Here is code to generate example data and reproduce the error.
library(mgcv)
#generate data.
N <- 10000
x <- runif(N,0,1)
y <- (0.5*x / (x + 0.2)) + rnorm(N)*0.1 #non-linear relationship between x and y.
#uninformative random effect.
random.x <- as.factor(do.call(paste0, replicate(2, sample(LETTERS, N, TRUE), FALSE)))
#fit models.
fit1 <- gam(y ~ s(x) + s(random.x, bs = 're')) #this one takes ~1 minute to fit, rest faster.
fit2 <- bam(y ~ s(x) + s(random.x, bs = 're'))
fit3 <- bam(y ~ s(x) + s(random.x, bs = 're'), discrete = T, nthreads = 2)
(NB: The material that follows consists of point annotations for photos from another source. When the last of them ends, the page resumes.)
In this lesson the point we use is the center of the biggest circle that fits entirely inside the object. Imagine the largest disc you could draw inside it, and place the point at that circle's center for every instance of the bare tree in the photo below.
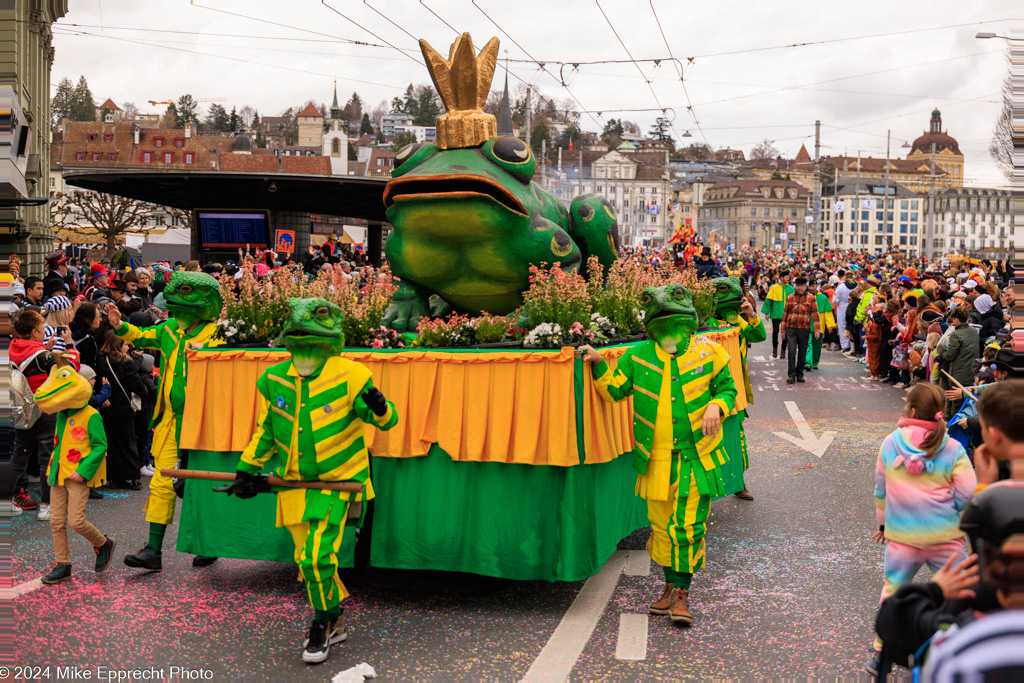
(764, 151)
(1001, 146)
(129, 111)
(108, 217)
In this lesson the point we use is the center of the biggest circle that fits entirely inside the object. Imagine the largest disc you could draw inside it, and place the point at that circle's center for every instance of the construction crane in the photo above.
(198, 100)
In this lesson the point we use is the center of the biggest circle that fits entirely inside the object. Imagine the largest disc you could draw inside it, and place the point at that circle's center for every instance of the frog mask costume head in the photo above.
(468, 221)
(669, 316)
(312, 333)
(193, 297)
(728, 298)
(65, 389)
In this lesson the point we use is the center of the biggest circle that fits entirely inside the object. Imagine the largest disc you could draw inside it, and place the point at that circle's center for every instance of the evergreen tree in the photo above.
(186, 111)
(62, 103)
(83, 105)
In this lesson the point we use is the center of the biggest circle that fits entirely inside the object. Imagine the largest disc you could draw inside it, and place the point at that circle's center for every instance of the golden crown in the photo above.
(463, 81)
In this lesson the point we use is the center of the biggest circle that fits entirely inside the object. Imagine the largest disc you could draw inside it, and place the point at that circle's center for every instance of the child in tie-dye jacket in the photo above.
(923, 480)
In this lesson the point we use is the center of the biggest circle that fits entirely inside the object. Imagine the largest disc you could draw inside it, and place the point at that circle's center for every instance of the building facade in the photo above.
(761, 214)
(974, 221)
(26, 58)
(866, 215)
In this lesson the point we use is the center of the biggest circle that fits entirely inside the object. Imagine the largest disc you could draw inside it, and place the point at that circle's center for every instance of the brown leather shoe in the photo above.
(663, 604)
(681, 607)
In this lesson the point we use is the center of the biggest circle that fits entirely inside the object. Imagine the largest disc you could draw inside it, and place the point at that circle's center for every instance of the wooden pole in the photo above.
(351, 486)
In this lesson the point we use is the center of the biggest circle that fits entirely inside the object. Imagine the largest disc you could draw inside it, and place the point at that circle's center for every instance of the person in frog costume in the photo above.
(195, 303)
(468, 220)
(79, 463)
(824, 325)
(732, 307)
(681, 390)
(311, 416)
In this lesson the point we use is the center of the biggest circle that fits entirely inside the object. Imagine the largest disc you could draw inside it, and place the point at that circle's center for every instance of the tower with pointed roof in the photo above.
(505, 111)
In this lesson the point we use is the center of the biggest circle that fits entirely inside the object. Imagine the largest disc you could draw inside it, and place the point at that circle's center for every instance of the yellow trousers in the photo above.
(677, 524)
(160, 507)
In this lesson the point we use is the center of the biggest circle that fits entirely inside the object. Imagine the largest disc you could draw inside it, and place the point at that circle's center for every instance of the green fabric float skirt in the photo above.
(515, 521)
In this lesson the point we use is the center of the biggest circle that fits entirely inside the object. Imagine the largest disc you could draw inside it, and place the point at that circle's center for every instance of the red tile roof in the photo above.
(310, 112)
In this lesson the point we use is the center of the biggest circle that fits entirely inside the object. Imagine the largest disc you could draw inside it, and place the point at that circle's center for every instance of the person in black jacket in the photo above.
(121, 370)
(85, 330)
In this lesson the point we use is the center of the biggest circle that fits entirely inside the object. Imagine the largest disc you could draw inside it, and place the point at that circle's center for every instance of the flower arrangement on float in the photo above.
(559, 308)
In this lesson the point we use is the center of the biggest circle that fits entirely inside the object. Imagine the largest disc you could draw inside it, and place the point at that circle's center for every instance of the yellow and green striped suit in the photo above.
(678, 465)
(316, 427)
(173, 343)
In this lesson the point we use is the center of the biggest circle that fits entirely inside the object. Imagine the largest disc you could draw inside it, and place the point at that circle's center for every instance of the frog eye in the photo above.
(512, 155)
(411, 156)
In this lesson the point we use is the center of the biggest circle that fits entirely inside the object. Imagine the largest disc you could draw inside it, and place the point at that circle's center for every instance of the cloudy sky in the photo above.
(871, 67)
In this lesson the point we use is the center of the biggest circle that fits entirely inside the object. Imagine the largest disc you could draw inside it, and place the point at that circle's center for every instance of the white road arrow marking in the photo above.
(808, 441)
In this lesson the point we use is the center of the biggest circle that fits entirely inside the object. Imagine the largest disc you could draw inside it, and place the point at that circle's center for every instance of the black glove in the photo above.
(246, 485)
(376, 400)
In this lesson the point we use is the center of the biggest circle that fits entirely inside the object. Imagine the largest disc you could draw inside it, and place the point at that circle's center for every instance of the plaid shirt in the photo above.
(800, 311)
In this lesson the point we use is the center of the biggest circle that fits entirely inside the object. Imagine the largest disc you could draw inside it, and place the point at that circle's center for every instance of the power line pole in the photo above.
(529, 113)
(815, 207)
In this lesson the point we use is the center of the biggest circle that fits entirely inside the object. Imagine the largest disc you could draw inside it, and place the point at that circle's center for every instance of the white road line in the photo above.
(638, 563)
(632, 637)
(563, 648)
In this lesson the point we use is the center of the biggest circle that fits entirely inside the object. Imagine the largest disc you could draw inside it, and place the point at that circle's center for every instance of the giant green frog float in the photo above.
(468, 219)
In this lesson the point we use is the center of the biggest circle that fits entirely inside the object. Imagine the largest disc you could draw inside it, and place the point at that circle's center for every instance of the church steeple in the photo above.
(335, 110)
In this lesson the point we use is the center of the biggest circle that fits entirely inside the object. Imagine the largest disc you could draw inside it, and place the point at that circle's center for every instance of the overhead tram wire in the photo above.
(642, 75)
(682, 81)
(324, 2)
(238, 59)
(539, 63)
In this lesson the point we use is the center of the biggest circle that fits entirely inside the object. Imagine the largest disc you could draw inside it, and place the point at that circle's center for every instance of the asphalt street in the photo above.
(791, 588)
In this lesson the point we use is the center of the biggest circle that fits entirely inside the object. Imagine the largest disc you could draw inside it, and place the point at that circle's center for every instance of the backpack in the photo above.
(24, 409)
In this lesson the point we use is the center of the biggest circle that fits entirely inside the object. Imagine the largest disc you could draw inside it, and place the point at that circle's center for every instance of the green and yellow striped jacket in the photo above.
(172, 343)
(699, 377)
(315, 424)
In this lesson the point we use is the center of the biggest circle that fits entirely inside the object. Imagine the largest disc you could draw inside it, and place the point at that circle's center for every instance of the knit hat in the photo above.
(56, 303)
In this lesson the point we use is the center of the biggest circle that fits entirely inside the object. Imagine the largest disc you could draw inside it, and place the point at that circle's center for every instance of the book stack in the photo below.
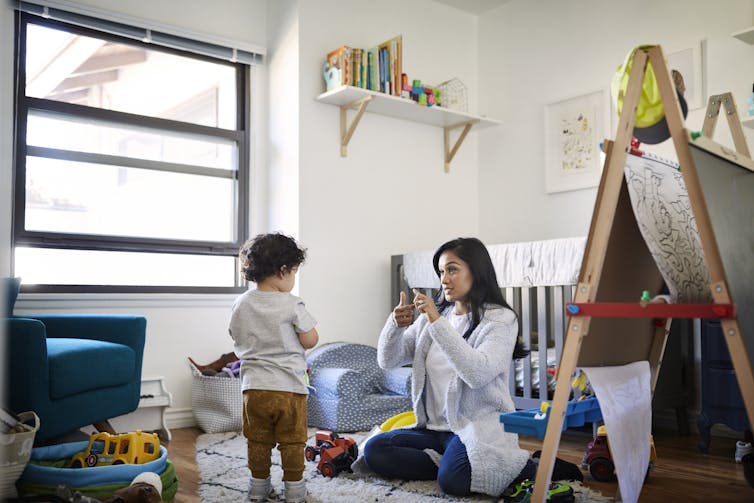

#make predictions on new data.
newdat <- data.frame(runif(200, 0, 1))
colnames(newdat) <- 'x'
test1 <- predict(fit1, newdata=newdat, exclude = c("s(random.x)"), newdata.guaranteed = T)
test2 <- predict(fit2, newdata=newdat, exclude = c("s(random.x)"), newdata.guaranteed = T)
test3 <- predict(fit3, newdata=newdat, exclude = c("s(random.x)"), newdata.guaranteed = T)
Making predictions with the third model which uses discretization throws this error (which the other two do not):
Error in model.frame.default(object$dinfo$gp$fake.formula[-2], newdata) :
variable lengths differ (found for 'random.x')
In addition: Warning message:
'newdata' had 200 rows but variables found have 10000 rows
How can I go about making predictions for a new dataset using the model fit with discretization?
Upvotes: 2
Views: 318
Reputation: 174918
newdata.gauranteed
doesn't seem to be working for bam()
models with discrete = TRUE
. You could email the author and maintainer of mgcv and send him the reproducible example so he can take a look. See ?bug.reports.mgcv
.
You probably want
names(newdat) <- "x"
as data frames have names
.
But the workaround is just to pass in something for random.x
newdat <- data.frame(x = runif(200, 0, 1), random.x = random.x[[1]])
and then do your call to generate test3
and it will work.
The warning message and error are the result of you not specifying random.x
in the newdata and then mgcv looking for random.x
and finding it in the global environment. You should really gather that variables into a data frame and use the data
argument when you are fitting your models, and try not to leave similarly named objects lying around in your global environment.
Upvotes: 2